Poster Presentation 30th Lorne Cancer Conference 2018

Reactivation of RAS/ERK signalling facilitates PI3K/AKT/mTORC1-dependent cellular senescence evasion (#132)

Keefe T Chan 1 , Shaun Blake 1 , Haoran Zhu 1 2 , Jian Kang 1 , Piyush Madhamshettiwar 3 , Jeannine Diesch 4 , Katherine M Hannan 5 6 , Amee J George 5 7 , Ross D Hannan 1 2 5 6 7 8 , Kaylene J Simpson 2 3 , Rick B Pearson 1 2 6 8
  1. Division of Cancer Research, Peter MacCallum Cancer Centre, Melbourne, Victoria, Australia
  2. Sir Peter MacCallum Department of Oncology, University of Melbourne, Melbourne, VIC, Australia
  3. Victorian Centre For Functional Genomics, Peter MacCallum Cancer Centre, Melbourne, Victoria, Australia
  4. Josep Carreras Leukaemia Research Institute, Badalona, Barcelona, Spain
  5. Department of Cancer Biology and Therapeutics, John Curtin School of Medical Research, Australian National University, Canberra, ACT, Australia
  6. Department of Biochemistry and Molecular Biology, University of Melbourne, Melbourne, VIC, Australia
  7. School of Biomedical Sciences, University of Queensland, Brisbane, QLD, Australia
  8. Department of Biochemistry and Molecular Biology, Monash University, Clayton, VIC, Australia

One-third of all sporadic human cancers display aberrant activation of the PI3K/AKT/mTORC1 signalling network, which is essential for homeostatic processes involving cell growth, proliferation, and survival. Fine-tuned regulation of this rheostat is, therefore, an intrinsic safeguard against malignant progression. Despite substantial investigation into anti-proliferative therapies targeting the PI3K/AKT/mTORC1 pathway in cancer, a gap remains in our understanding of how persistent signalling promotes arrest in normal cells by oncogene-induced senescence (OIS) and whether this could be exploited to reverse the transformed phenotype. Here, we use transcriptome profiling and whole genome RNAi screening to uncover regulators of PI3K/AKT/mTORC1-dependent OIS. In particular, we identify that suppression of RAS/ERK signalling is required for OIS maintenance while its reactivation potentiates evasion and transformation.

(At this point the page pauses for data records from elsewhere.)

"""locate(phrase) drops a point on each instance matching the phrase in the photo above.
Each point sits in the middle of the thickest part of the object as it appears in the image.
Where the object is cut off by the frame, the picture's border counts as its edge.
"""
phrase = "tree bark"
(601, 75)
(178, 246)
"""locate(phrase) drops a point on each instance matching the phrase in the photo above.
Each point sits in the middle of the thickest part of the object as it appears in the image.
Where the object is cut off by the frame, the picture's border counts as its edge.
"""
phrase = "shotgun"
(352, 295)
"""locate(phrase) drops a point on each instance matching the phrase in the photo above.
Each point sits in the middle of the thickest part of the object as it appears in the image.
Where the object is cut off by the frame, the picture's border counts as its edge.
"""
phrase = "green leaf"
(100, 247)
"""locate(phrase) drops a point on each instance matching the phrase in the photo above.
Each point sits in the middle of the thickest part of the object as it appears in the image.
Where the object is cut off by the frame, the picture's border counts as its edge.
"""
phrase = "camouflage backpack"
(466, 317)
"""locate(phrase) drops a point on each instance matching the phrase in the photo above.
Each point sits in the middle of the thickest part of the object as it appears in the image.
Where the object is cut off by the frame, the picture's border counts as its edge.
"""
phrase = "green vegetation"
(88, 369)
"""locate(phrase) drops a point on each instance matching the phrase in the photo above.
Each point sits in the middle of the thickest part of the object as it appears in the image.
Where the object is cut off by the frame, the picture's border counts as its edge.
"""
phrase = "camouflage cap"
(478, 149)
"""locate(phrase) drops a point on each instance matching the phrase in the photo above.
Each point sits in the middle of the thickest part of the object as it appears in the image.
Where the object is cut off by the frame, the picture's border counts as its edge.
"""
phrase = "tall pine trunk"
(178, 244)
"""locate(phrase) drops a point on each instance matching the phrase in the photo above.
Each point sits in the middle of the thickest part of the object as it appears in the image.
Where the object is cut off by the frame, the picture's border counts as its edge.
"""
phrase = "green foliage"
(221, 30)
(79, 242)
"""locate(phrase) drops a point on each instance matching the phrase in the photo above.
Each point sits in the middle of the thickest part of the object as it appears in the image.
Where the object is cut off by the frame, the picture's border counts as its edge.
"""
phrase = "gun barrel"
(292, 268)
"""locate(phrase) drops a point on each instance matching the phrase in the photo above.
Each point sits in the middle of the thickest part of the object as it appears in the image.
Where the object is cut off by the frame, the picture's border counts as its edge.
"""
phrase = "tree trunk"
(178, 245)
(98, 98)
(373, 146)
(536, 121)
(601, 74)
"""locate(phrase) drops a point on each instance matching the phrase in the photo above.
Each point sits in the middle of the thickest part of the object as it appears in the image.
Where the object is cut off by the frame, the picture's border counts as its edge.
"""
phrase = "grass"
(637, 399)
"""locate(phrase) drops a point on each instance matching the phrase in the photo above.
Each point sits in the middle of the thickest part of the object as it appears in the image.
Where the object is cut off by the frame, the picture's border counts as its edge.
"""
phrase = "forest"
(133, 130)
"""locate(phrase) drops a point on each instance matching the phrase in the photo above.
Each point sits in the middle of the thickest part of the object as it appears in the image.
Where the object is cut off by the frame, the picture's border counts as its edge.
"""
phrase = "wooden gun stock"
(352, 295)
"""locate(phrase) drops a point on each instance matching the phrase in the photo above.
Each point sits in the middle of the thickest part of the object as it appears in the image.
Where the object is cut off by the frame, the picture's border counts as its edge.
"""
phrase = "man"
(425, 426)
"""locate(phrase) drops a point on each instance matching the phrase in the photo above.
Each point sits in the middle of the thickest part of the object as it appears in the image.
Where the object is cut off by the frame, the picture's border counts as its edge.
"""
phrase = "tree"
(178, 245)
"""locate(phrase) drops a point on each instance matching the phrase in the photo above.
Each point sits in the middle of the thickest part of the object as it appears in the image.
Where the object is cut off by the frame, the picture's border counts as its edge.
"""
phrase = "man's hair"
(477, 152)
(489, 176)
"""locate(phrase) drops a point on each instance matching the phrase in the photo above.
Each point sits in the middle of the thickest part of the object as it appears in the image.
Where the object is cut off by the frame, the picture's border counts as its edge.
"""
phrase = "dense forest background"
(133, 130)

Toggling RAS/ERK activity in ovarian cancer cells displaying chronic PI3K/AKT/mTORC1 activation enables switching between cycling and a cytostatic state exhibiting multiple markers of cellular senescence. Together, our findings raise the possibility of combining inhibitors of RAS/ERK signalling with therapies such as checkpoint inhibitors or those that selectively kill senescent cells (senolytics) to combat PI3K/AKT/mTORC1-driven cancers.